Mayor Christopher Bobbitt made that point, too, in his remarks.

“The special thing about Lawrence is its diversity. It’s the religions – Catholic, Jewish, Protestant, Sikh, Hindu, Muslim,” Bobbitt said as he welcomed the attendees. “Diversity Day is an event where we gather to learn about and celebrate our differences. It is not only to celebrate our diversity, but also to redouble our efforts at inclusion.”

Lawrence Township has always been a diverse community, said Pat Colavita, who sits on the Mercer County Board of Chosen Freeholders. He presented a proclamation from the Freeholder board, celebrating the event, to its organizers.

Colavita, who served on township council and on the Lawrence Township Board of Education, said his family came to the United States from Italy in the early 1900s. The family settled in the Eldridge Park neighborhood in 1904.
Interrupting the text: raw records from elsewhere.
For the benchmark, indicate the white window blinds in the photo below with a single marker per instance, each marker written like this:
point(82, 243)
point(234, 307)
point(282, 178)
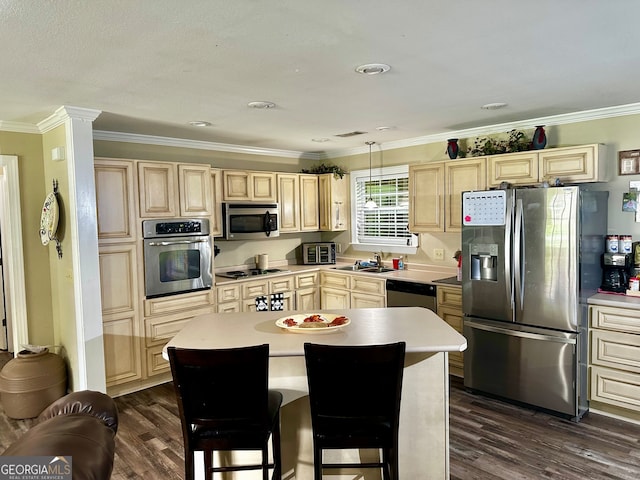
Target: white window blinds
point(389, 189)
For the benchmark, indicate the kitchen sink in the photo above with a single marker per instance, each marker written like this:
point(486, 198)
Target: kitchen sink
point(377, 270)
point(351, 268)
point(358, 268)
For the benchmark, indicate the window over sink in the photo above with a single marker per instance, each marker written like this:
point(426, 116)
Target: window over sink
point(387, 224)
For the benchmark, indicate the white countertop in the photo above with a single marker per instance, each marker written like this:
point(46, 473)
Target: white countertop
point(420, 328)
point(613, 300)
point(421, 274)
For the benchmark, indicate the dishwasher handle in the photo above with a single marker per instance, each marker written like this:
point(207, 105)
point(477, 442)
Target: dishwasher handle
point(417, 288)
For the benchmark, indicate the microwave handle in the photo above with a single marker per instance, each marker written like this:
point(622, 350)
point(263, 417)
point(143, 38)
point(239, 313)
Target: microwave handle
point(267, 223)
point(176, 242)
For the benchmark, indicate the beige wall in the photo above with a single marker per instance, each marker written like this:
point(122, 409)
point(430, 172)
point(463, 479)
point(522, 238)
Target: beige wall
point(62, 289)
point(28, 148)
point(619, 133)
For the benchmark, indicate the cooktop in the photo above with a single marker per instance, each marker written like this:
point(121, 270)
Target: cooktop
point(249, 273)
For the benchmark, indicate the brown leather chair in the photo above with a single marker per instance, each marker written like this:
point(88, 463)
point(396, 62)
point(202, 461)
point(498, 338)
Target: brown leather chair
point(354, 393)
point(81, 425)
point(225, 405)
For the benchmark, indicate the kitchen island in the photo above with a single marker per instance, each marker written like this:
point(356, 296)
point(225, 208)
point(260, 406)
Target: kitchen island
point(424, 413)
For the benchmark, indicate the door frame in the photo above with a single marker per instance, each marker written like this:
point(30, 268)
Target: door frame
point(13, 253)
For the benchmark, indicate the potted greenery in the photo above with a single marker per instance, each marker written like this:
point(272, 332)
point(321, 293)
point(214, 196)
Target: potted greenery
point(337, 171)
point(515, 142)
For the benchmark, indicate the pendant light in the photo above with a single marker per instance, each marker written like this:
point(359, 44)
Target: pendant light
point(370, 204)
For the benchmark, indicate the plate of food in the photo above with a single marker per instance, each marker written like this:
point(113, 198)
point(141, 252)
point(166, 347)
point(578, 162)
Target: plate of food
point(313, 323)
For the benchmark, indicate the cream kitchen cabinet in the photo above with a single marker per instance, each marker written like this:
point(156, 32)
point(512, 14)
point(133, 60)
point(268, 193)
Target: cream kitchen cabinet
point(614, 360)
point(343, 290)
point(307, 298)
point(461, 176)
point(426, 194)
point(449, 307)
point(169, 190)
point(284, 285)
point(298, 202)
point(115, 200)
point(514, 168)
point(240, 185)
point(335, 290)
point(164, 318)
point(228, 298)
point(334, 202)
point(309, 206)
point(585, 163)
point(215, 222)
point(435, 193)
point(289, 201)
point(122, 333)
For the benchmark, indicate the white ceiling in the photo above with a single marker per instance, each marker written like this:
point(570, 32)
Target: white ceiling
point(151, 66)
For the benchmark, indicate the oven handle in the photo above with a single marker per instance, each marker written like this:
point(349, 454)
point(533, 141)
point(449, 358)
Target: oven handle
point(175, 242)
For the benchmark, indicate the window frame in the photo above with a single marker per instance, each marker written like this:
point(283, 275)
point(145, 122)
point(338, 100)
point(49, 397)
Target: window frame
point(354, 176)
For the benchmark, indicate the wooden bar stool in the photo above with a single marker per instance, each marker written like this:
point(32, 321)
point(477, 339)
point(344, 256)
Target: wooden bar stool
point(225, 405)
point(354, 392)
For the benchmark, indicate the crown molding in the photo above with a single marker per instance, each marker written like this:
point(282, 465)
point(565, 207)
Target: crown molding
point(18, 127)
point(64, 113)
point(198, 144)
point(562, 119)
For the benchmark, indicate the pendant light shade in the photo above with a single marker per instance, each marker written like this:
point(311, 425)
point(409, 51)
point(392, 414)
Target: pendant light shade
point(370, 204)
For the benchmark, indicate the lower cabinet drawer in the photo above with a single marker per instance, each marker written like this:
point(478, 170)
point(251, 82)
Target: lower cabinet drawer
point(615, 350)
point(156, 364)
point(615, 388)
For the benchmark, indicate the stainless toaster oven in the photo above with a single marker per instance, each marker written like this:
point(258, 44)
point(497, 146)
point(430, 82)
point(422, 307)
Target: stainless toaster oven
point(318, 253)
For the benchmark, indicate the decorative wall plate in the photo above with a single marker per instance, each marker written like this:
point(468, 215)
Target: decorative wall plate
point(49, 219)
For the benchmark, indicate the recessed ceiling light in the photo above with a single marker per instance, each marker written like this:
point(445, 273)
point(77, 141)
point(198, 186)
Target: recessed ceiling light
point(494, 106)
point(262, 105)
point(373, 68)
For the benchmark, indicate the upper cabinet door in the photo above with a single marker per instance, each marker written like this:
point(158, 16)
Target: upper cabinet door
point(195, 190)
point(573, 164)
point(308, 203)
point(216, 209)
point(426, 197)
point(115, 200)
point(263, 186)
point(513, 168)
point(289, 201)
point(333, 202)
point(157, 185)
point(241, 186)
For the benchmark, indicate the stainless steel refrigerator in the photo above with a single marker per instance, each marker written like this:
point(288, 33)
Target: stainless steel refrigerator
point(531, 258)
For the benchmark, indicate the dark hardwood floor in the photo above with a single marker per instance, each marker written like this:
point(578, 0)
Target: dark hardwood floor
point(489, 439)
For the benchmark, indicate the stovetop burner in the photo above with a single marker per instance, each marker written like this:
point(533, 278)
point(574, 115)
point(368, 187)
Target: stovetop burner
point(251, 272)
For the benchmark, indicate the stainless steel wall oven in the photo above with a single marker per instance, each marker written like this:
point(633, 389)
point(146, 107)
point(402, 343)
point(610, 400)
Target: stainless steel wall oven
point(177, 256)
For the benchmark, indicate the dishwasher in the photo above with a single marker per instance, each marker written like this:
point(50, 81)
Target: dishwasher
point(401, 293)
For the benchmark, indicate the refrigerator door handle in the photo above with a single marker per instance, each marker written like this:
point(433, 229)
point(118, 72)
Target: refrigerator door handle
point(518, 250)
point(508, 281)
point(518, 333)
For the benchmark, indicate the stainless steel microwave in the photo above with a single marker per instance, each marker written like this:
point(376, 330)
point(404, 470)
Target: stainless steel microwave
point(318, 253)
point(250, 221)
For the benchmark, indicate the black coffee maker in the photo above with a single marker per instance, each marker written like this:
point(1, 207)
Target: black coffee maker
point(615, 272)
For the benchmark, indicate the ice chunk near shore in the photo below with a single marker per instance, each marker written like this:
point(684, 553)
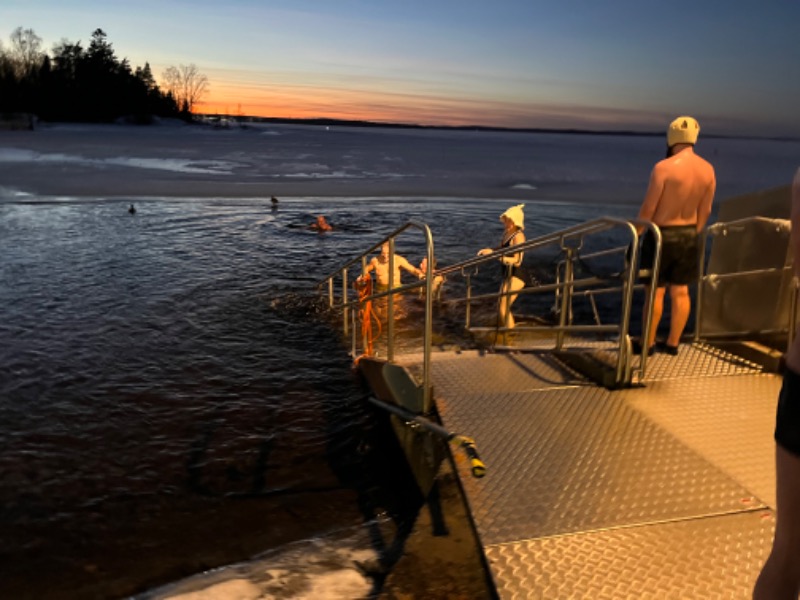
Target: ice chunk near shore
point(317, 569)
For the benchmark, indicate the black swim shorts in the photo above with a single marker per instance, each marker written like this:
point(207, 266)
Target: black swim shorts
point(680, 254)
point(787, 421)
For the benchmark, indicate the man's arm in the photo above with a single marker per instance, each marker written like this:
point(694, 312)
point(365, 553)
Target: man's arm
point(704, 210)
point(403, 263)
point(654, 190)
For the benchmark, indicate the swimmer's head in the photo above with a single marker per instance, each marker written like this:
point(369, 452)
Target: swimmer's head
point(515, 215)
point(683, 130)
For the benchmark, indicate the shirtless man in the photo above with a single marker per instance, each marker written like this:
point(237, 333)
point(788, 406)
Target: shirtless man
point(678, 200)
point(380, 264)
point(780, 577)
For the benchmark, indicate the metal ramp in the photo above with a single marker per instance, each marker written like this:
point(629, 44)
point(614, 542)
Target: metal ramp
point(660, 491)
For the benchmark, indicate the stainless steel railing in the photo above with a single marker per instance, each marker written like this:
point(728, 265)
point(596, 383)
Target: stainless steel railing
point(340, 280)
point(570, 243)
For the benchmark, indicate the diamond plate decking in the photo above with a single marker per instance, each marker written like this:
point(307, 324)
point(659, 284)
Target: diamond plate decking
point(661, 491)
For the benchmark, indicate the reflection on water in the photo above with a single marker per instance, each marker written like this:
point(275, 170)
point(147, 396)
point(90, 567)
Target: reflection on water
point(171, 396)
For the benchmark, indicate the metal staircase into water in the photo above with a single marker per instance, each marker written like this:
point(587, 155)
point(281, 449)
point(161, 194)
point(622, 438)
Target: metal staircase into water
point(607, 475)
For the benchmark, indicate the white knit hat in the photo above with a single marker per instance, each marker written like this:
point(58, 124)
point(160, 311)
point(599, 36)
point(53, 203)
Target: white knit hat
point(683, 130)
point(515, 215)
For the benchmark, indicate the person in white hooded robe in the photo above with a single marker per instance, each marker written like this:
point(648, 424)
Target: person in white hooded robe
point(514, 275)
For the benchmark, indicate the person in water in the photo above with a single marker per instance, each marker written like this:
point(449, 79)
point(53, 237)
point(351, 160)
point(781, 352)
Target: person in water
point(780, 575)
point(514, 276)
point(321, 225)
point(678, 200)
point(380, 265)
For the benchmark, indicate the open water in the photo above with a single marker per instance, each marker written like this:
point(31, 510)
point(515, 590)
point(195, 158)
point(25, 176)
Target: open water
point(173, 398)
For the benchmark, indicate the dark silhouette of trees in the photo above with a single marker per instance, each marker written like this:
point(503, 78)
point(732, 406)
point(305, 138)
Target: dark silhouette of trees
point(77, 84)
point(186, 84)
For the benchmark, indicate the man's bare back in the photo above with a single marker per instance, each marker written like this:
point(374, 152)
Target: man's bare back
point(681, 190)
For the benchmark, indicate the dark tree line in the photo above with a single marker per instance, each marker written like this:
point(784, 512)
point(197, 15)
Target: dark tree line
point(77, 84)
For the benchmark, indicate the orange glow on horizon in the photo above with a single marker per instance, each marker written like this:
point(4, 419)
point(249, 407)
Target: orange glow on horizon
point(299, 101)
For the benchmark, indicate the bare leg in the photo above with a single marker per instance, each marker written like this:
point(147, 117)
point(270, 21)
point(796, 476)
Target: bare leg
point(658, 310)
point(506, 319)
point(780, 576)
point(681, 306)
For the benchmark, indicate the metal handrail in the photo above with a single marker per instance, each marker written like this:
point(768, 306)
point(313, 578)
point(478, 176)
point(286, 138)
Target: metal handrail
point(703, 277)
point(349, 307)
point(570, 240)
point(577, 234)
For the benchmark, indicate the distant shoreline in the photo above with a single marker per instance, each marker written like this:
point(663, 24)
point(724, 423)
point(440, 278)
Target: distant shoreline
point(329, 122)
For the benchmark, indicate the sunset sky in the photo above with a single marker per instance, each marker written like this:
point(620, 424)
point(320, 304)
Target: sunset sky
point(596, 64)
“That was a very long time ago,” Colavita said. “We are fortunate. My brother still lives in that house. Back then, Eldridge Park was diversified. There were Russians and Poles and a little Italian community. Most of it is still there.”

Keynote speaker Shabnam Salih, health care adviser to Gov. Phil Murphy and a Lawrence resident, cautioned against making snap judgments about others before getting to know them. She was born in the United States, after her parents immigrated from Afghanistan.

Salih said she grew up in a traditional Muslim household in Hillsborough Township. Her father owned businesses in Newark, and sometimes she would accompany him to the city.

Salih said she realized “from a young age” that the people who lived in Newark were not like the people who lived in Hillsborough Township. There is diversity, she said.

“If I leave you with one thing, it’s that a lot of work [to embrace diversity] begins with yourself, internally,” Salih said. Do not make assumptions about a person, based on observing that person’s appearance, she said.